A token is whatever you want it to be. Traditionally (and for
good reasons), language specifications broke the analysis into
two parts: the first part broke the input stream into tokens,
and the second parsed the tokens. (Theoretically, I think you
can write any grammar in only a single level, without using
tokens—or what is the same thing, using individual
characters as tokens. I wouldn't like to see the results of
that for a language like C++, however.) But the definition of
what a token is depends entirely on the language you are
parsing: most languages, for example, treat white space as
a separator (but not Fortran); most languages will predefine
a set of punctuation/operators using punctuation characters, and
not allow these characters in symbols (but not COBOL, where
"abc-def" would be a single symbol). In some cases (including
in the C++ preprocessor), what is a token depends on context, so
you may need some feedback from the parser. (Hopefully not;
that sort of thing is for very experienced programmers.)

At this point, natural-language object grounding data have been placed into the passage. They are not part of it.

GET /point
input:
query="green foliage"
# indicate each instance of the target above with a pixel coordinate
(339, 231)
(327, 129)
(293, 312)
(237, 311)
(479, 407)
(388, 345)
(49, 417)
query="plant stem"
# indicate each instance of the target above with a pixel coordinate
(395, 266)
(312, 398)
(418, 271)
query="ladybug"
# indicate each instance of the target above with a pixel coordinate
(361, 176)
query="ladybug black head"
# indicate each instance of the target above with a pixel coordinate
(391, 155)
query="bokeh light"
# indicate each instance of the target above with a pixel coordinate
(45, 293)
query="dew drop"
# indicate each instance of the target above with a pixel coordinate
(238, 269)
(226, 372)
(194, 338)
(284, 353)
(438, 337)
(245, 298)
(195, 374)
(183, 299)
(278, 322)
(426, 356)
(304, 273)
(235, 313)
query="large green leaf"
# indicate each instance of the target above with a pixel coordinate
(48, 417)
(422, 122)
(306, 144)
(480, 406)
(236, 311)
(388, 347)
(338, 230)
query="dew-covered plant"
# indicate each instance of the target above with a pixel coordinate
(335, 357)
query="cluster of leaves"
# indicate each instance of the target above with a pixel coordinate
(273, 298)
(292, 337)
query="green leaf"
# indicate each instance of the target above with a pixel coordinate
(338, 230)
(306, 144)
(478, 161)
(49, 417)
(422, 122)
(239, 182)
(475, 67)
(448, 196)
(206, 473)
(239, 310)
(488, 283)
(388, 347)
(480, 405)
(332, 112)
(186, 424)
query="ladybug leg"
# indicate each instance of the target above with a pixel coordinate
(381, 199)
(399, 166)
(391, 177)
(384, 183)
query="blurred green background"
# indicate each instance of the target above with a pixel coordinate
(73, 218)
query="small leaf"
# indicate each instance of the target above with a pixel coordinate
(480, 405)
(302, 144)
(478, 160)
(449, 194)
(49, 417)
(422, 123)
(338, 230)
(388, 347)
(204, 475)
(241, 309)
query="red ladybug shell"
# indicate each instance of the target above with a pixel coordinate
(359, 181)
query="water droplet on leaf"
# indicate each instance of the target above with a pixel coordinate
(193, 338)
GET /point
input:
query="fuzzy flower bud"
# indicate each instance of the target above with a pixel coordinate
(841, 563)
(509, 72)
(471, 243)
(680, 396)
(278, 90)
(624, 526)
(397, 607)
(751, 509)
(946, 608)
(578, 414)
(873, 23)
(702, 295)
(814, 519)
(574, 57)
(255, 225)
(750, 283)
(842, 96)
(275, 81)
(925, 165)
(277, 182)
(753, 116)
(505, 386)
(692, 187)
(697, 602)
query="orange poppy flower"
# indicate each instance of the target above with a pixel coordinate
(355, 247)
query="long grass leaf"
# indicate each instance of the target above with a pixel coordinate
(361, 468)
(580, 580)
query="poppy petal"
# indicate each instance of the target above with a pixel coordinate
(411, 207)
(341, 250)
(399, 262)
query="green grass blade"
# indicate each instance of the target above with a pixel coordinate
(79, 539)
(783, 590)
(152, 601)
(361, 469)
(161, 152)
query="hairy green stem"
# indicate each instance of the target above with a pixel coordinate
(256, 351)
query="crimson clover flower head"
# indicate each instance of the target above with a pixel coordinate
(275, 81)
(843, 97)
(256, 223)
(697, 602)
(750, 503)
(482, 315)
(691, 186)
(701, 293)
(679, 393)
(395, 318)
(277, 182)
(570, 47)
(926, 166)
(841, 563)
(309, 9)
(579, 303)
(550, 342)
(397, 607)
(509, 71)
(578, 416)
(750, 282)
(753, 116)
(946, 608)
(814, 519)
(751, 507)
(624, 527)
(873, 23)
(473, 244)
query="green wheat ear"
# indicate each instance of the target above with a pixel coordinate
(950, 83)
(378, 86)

One thing is probably sure (unless each character is a token):
you'll have to read ahead in the stream. You typically can't
tell whether there are more tokens by just looking at a single
character. I've generally found it useful, in fact, for the
tokenizer to read a whole token at a time, and keep it until the
parser needs it. A function like hasMoreTokens
would in fact
scan a complete token.
(And while I'm at it, if source
is an istream
:
istream::peek
does not return a pointer, but an int
.)